Another option that I meant to mention is
having the jsps that are hit initially (probably only one in our case), do a
check for JDK 1.4 (assuming there’s a decent, inexpensive way to do this –
check a system property?) If the appserver is not running 1.4, then send a
meaningful message to the client that the app requires 1.4 (contact your
administrator, whatever)
This doesn’t address finding out
before the first client hits the appserver. But anyone deploying the war will
at least connect to the app once, at which time they will see a nice clear
message in their browser, not buried in some appserver log file, or scrolled
off the window where some appservers display stdout.

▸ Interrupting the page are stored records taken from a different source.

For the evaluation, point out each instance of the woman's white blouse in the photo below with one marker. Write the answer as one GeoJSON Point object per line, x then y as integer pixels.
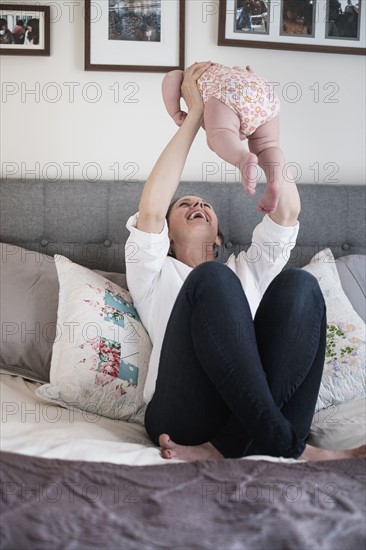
{"type": "Point", "coordinates": [155, 279]}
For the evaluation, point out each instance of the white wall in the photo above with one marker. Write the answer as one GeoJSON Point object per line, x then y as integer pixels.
{"type": "Point", "coordinates": [325, 139]}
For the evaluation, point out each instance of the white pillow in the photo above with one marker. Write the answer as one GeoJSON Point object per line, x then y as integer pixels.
{"type": "Point", "coordinates": [101, 352]}
{"type": "Point", "coordinates": [344, 368]}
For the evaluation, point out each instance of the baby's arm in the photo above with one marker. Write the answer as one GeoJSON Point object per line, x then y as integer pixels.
{"type": "Point", "coordinates": [247, 68]}
{"type": "Point", "coordinates": [171, 89]}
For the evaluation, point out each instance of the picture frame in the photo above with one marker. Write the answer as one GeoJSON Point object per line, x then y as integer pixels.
{"type": "Point", "coordinates": [327, 26]}
{"type": "Point", "coordinates": [31, 36]}
{"type": "Point", "coordinates": [129, 35]}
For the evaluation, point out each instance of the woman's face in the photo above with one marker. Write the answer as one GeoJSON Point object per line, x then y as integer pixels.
{"type": "Point", "coordinates": [192, 218]}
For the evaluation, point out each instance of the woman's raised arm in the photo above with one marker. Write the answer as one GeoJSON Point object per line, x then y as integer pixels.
{"type": "Point", "coordinates": [163, 181]}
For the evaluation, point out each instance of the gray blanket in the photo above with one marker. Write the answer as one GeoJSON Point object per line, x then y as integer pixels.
{"type": "Point", "coordinates": [232, 504]}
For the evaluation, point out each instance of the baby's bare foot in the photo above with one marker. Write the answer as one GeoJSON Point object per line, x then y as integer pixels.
{"type": "Point", "coordinates": [249, 173]}
{"type": "Point", "coordinates": [269, 200]}
{"type": "Point", "coordinates": [169, 449]}
{"type": "Point", "coordinates": [314, 453]}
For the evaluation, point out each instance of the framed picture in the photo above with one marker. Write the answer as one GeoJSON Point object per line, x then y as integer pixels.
{"type": "Point", "coordinates": [331, 26]}
{"type": "Point", "coordinates": [134, 35]}
{"type": "Point", "coordinates": [24, 29]}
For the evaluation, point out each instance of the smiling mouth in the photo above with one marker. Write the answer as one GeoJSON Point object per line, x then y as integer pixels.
{"type": "Point", "coordinates": [198, 215]}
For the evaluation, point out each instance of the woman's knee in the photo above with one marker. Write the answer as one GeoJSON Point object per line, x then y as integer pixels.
{"type": "Point", "coordinates": [300, 285]}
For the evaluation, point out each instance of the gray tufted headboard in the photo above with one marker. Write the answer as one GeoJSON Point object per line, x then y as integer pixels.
{"type": "Point", "coordinates": [86, 221]}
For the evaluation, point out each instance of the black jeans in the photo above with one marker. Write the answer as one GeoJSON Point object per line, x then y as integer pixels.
{"type": "Point", "coordinates": [248, 387]}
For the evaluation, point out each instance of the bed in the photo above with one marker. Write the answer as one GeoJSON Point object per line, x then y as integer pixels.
{"type": "Point", "coordinates": [77, 477]}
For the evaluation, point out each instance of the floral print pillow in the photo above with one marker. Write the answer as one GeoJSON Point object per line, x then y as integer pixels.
{"type": "Point", "coordinates": [344, 367]}
{"type": "Point", "coordinates": [101, 352]}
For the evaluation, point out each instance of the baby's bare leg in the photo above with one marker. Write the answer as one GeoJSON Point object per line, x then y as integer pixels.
{"type": "Point", "coordinates": [264, 143]}
{"type": "Point", "coordinates": [222, 127]}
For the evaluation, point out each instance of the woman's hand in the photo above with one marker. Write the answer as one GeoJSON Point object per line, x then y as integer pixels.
{"type": "Point", "coordinates": [190, 92]}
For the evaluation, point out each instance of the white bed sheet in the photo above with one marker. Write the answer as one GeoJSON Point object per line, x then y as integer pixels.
{"type": "Point", "coordinates": [32, 426]}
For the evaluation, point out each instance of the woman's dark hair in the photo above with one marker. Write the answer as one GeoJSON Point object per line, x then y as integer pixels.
{"type": "Point", "coordinates": [34, 35]}
{"type": "Point", "coordinates": [216, 247]}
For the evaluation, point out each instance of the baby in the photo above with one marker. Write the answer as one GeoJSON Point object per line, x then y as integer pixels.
{"type": "Point", "coordinates": [238, 105]}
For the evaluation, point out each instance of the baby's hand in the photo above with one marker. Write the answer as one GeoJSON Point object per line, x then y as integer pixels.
{"type": "Point", "coordinates": [179, 118]}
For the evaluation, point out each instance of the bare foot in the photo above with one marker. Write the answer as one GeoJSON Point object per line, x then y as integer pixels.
{"type": "Point", "coordinates": [269, 200]}
{"type": "Point", "coordinates": [314, 453]}
{"type": "Point", "coordinates": [169, 449]}
{"type": "Point", "coordinates": [249, 173]}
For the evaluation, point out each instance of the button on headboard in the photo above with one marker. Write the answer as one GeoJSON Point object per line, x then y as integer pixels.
{"type": "Point", "coordinates": [86, 221]}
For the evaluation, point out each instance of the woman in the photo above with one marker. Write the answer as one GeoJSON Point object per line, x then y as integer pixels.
{"type": "Point", "coordinates": [221, 384]}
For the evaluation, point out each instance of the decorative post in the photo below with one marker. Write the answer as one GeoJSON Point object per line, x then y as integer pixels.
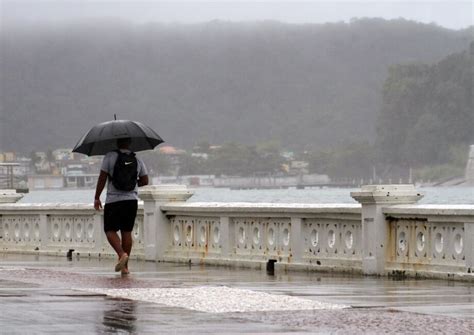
{"type": "Point", "coordinates": [9, 196]}
{"type": "Point", "coordinates": [374, 226]}
{"type": "Point", "coordinates": [157, 229]}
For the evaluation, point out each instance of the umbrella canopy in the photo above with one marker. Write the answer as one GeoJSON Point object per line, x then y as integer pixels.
{"type": "Point", "coordinates": [103, 137]}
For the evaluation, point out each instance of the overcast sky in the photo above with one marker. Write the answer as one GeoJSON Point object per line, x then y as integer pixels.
{"type": "Point", "coordinates": [449, 14]}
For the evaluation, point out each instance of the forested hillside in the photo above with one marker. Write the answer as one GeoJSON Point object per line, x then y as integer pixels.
{"type": "Point", "coordinates": [306, 86]}
{"type": "Point", "coordinates": [427, 111]}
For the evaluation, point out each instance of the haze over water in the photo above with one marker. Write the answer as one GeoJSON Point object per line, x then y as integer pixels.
{"type": "Point", "coordinates": [433, 195]}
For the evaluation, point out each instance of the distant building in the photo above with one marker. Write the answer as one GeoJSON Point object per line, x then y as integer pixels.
{"type": "Point", "coordinates": [63, 154]}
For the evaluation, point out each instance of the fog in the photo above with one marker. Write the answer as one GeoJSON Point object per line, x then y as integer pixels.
{"type": "Point", "coordinates": [344, 86]}
{"type": "Point", "coordinates": [449, 14]}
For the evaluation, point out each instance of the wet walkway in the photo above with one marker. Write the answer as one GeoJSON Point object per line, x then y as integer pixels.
{"type": "Point", "coordinates": [42, 295]}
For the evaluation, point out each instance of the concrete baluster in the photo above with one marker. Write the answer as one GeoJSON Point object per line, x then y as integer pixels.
{"type": "Point", "coordinates": [9, 196]}
{"type": "Point", "coordinates": [469, 245]}
{"type": "Point", "coordinates": [157, 229]}
{"type": "Point", "coordinates": [374, 226]}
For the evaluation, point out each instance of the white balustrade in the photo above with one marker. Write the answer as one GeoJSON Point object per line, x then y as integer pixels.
{"type": "Point", "coordinates": [57, 228]}
{"type": "Point", "coordinates": [387, 234]}
{"type": "Point", "coordinates": [430, 239]}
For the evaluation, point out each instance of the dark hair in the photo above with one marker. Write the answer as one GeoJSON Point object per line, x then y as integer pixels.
{"type": "Point", "coordinates": [124, 142]}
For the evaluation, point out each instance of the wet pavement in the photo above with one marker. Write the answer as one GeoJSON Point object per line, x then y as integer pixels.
{"type": "Point", "coordinates": [44, 295]}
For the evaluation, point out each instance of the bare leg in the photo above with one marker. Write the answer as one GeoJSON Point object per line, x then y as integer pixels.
{"type": "Point", "coordinates": [115, 242]}
{"type": "Point", "coordinates": [127, 242]}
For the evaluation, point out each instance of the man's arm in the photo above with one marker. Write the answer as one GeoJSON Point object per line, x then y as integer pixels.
{"type": "Point", "coordinates": [99, 188]}
{"type": "Point", "coordinates": [142, 180]}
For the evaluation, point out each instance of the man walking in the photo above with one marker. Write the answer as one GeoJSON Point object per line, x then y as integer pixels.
{"type": "Point", "coordinates": [123, 173]}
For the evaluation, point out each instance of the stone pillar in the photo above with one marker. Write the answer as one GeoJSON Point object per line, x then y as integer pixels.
{"type": "Point", "coordinates": [157, 229]}
{"type": "Point", "coordinates": [469, 245]}
{"type": "Point", "coordinates": [374, 226]}
{"type": "Point", "coordinates": [9, 196]}
{"type": "Point", "coordinates": [469, 174]}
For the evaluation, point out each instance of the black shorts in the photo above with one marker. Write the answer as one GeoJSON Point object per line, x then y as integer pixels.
{"type": "Point", "coordinates": [120, 215]}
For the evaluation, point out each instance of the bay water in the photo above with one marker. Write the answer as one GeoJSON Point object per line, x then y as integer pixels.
{"type": "Point", "coordinates": [432, 195]}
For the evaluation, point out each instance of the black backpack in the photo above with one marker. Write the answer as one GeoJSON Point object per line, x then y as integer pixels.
{"type": "Point", "coordinates": [125, 171]}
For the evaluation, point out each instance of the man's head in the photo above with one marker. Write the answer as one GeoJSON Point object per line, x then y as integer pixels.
{"type": "Point", "coordinates": [124, 143]}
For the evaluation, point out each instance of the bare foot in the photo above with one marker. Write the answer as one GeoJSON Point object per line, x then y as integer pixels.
{"type": "Point", "coordinates": [121, 263]}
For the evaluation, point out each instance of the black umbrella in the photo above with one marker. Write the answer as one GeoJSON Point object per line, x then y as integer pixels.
{"type": "Point", "coordinates": [103, 137]}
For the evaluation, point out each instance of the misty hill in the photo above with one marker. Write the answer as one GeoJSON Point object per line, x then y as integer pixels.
{"type": "Point", "coordinates": [304, 85]}
{"type": "Point", "coordinates": [427, 112]}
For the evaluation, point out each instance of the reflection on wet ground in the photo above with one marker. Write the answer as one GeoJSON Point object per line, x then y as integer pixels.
{"type": "Point", "coordinates": [48, 295]}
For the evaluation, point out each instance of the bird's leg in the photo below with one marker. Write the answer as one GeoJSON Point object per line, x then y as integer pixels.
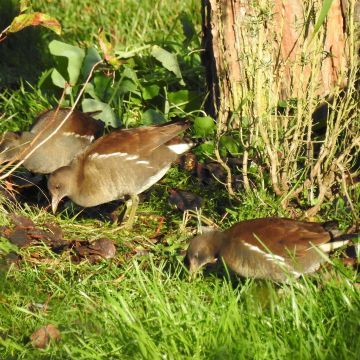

What do you think about the two
approaches? How about both? You could do the jsp message for the user and also
have a servlet init check the jdk version (via system property?) and print a
message if it fails, with or without throwing ServletException (if your jsp can
run without the servlet in place).
From: Herbers, Joe
[mailto:herbers@xxxxxxx]
Sent: Wednesday, September 01,
2004 3:48 PM
To: users@xxxxxxxxxx
Subject: [cinjug-users] WebApps:
how not to deploy?
Let’s say you have a web application that requires
Java 1.4. Is there a good way to prevent it from deploying on an
appserver if the appserver is only running 1.3?
What I’ve noticed by default on at least one appserver
is that you won’t see an issue till a client hits a JSP page that
references a class file, at which point the client gets a message like
“The major.minor version '48.0' is too recent for this tool to
understand.”
This isn’t very clear! Rather than this
appearing to the first user who hits the server, we’re thinking perhaps
it would be better to print an error message on startup. However, since
the output may be buried in a log file somewhere (for example on Oracle
9i’s AppServer) it seems like the only way to get attention is to prevent
deployment of the war as well. What do you think?